Angenommen, ein Anleger hält Anteile an einem luxemburgischen ETF, die im Laufe der Zeit an Wert gewonnen haben. Bei einer Verschmelzung mit Wechsel des Fondsdomizils fällt für deutsche Anleger Kapitalertragsteuer an, die sich aus Abgeltungsteuer und Solidaritätszuschlag (+ gegebenenfalls Kirchensteuer) zusammensetzt. Da es sich im Beispiel um einen Aktien-ETF mit einem Aktienanteil von über 51 Prozent handelt, greift die Teilfreistellung von 30 Prozent. Das bedeutet, es sind lediglich 70 Prozent des Gewinns steuerpflichtig. Während bei einem eigenständigen Verkauf die anfallende Steuer unmittelbar vom Broker einbehalten wird, verhält es sich bei einer Verschmelzung anders: Hier wird der bisherige ETF-Bestand auf den neuen Fonds übertragen und die Steuer separat vom Verrechnungskonto des Anlegers eingezogen. Es ist daher unbedingt darauf zu achten, genügend Guthaben auf dem Verrechnungskonto zu haben. Gerade bei hohen Kursgewinnen kann die Steuerlast schnell vier- oder gar fünfstellig ausfallen. Anleger sollten sich daher frühzeitig mit den steuerlichen Konsequenzen vertraut machen und die für sie beste Vorgehensweise wählen.

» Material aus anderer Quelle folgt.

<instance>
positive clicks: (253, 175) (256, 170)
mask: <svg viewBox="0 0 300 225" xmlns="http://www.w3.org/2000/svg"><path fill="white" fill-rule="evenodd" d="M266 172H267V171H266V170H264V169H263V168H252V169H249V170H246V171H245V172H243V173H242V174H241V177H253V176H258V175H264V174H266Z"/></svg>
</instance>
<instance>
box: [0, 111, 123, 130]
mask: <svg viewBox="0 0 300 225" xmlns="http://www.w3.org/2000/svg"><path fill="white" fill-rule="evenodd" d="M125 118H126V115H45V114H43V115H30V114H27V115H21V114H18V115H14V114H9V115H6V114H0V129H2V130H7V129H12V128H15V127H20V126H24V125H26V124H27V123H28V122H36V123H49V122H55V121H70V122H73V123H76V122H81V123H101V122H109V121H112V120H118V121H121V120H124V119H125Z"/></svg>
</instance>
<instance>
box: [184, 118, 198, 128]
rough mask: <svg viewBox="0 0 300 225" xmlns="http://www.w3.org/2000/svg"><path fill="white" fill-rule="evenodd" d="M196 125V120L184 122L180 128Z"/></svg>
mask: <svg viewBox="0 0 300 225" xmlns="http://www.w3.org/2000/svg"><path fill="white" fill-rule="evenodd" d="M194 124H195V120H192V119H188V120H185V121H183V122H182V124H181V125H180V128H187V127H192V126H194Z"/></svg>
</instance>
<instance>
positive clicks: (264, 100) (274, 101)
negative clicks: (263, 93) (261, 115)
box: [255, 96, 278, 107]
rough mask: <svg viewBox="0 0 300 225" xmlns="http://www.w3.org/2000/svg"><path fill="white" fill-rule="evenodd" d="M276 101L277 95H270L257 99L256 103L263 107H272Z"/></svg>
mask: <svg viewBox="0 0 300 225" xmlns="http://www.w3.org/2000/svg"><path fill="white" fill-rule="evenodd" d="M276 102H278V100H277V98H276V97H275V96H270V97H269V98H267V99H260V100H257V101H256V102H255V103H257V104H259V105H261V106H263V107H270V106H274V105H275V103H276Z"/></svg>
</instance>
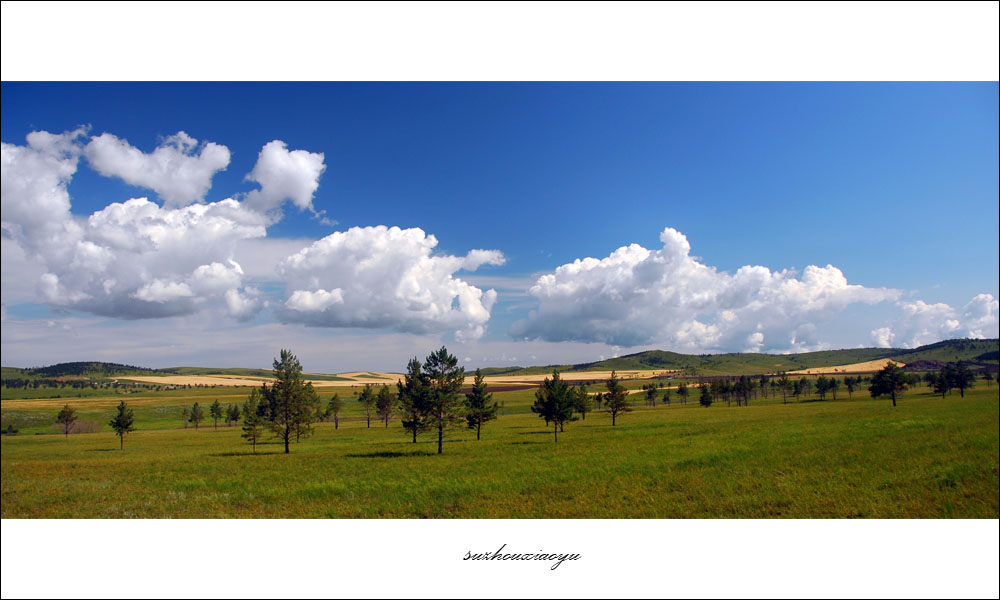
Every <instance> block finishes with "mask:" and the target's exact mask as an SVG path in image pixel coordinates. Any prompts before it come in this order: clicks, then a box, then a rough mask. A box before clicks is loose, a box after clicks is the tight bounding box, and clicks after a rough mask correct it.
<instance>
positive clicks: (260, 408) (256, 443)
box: [240, 388, 264, 454]
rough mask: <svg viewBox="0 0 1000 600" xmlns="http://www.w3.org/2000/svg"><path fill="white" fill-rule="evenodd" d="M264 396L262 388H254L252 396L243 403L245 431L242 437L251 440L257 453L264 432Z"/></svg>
mask: <svg viewBox="0 0 1000 600" xmlns="http://www.w3.org/2000/svg"><path fill="white" fill-rule="evenodd" d="M262 398H263V394H261V391H260V389H258V388H253V389H251V390H250V397H248V398H247V399H246V402H244V403H243V433H241V434H240V437H242V438H243V439H245V440H246V441H248V442H250V444H251V445H252V448H253V453H254V454H257V441H258V440H259V439H260V437H261V436H262V435H263V434H264V417H262V416H261V414H260V412H261V406H260V402H261V399H262Z"/></svg>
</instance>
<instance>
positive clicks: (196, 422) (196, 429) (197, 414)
mask: <svg viewBox="0 0 1000 600" xmlns="http://www.w3.org/2000/svg"><path fill="white" fill-rule="evenodd" d="M204 420H205V410H204V409H203V408H202V407H201V405H200V404H198V403H197V402H195V403H194V406H192V407H191V422H192V423H194V428H195V430H196V431H197V429H198V424H199V423H201V422H202V421H204Z"/></svg>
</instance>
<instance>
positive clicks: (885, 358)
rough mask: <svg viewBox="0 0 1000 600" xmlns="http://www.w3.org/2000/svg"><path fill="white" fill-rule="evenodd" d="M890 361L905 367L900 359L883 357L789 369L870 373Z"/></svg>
mask: <svg viewBox="0 0 1000 600" xmlns="http://www.w3.org/2000/svg"><path fill="white" fill-rule="evenodd" d="M889 363H895V364H897V365H899V366H900V367H905V366H906V365H905V364H904V363H901V362H899V361H898V360H892V359H891V358H883V359H880V360H869V361H867V362H863V363H853V364H850V365H840V366H837V367H815V368H813V369H800V370H798V371H789V372H788V374H789V375H830V374H832V373H868V372H871V371H878V370H880V369H882V368H884V367H885V366H886V365H887V364H889Z"/></svg>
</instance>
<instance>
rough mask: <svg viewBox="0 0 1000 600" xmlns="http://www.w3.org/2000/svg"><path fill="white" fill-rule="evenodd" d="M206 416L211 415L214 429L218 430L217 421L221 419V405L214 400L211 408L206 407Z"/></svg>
mask: <svg viewBox="0 0 1000 600" xmlns="http://www.w3.org/2000/svg"><path fill="white" fill-rule="evenodd" d="M208 414H209V415H211V417H212V421H214V422H215V428H216V429H218V428H219V419H221V418H222V416H223V415H222V405H221V404H219V401H218V400H216V401H215V402H213V403H212V406H209V407H208Z"/></svg>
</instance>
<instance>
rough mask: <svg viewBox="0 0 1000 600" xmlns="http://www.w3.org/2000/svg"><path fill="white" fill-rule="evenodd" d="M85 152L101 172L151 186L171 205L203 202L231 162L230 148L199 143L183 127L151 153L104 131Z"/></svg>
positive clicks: (165, 201) (90, 143)
mask: <svg viewBox="0 0 1000 600" xmlns="http://www.w3.org/2000/svg"><path fill="white" fill-rule="evenodd" d="M196 150H197V153H196V152H195V151H196ZM83 154H84V156H85V157H86V158H87V162H88V163H90V165H91V166H92V167H93V168H94V169H95V170H96V171H97V172H98V173H100V174H101V175H104V176H106V177H119V178H121V179H122V180H123V181H125V183H128V184H131V185H137V186H140V187H144V188H148V189H151V190H153V191H155V192H156V193H157V194H158V195H159V196H160V198H163V204H164V206H167V207H179V206H187V205H188V204H192V203H194V202H201V201H202V200H203V199H204V198H205V194H206V193H208V190H209V189H210V188H211V187H212V177H214V176H215V174H216V173H217V172H219V171H222V170H225V168H226V167H227V166H229V148H227V147H225V146H222V145H220V144H216V143H214V142H206V143H203V144H201V145H200V146H199V144H198V140H196V139H195V138H193V137H191V136H190V135H188V134H186V133H184V132H183V131H179V132H177V133H176V134H174V135H172V136H169V137H167V138H166V139H164V140H163V142H162V143H161V144H160V145H159V146H157V147H156V149H154V150H153V151H152V152H151V153H149V154H147V153H145V152H142V151H141V150H139V149H138V148H136V147H134V146H132V145H131V144H129V143H128V141H126V140H123V139H119V138H118V137H116V136H114V135H112V134H110V133H103V134H101V135H99V136H95V137H93V138H91V140H90V143H88V144H87V146H86V148H84V149H83Z"/></svg>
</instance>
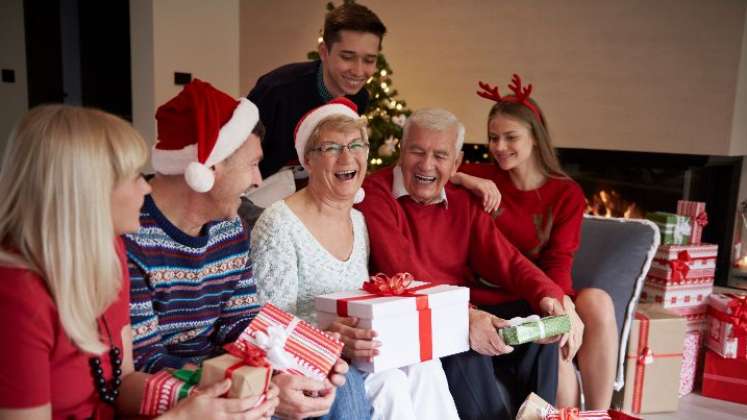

Wichtig zu wissen: Der Steuerstundungseffekt geht bei einer Verschmelzung mit Wechsel des Fondsdomizils in jedem Fall verloren, da dieser steuerlich als Verkauf und anschließender Neukauf gewertet wird.

Einziger Wermutstropfen: Der jährliche Steuerfreibetrag von derzeit 1.000 Euro pro Person kann in beiden Szenarien angerechnet werden. Falls dieser noch nicht ausgeschöpft oder anderweitig verplant ist, lässt sich die Steuerlast zumindest reduzieren – oder in manchen Fällen auch ganz vermeiden.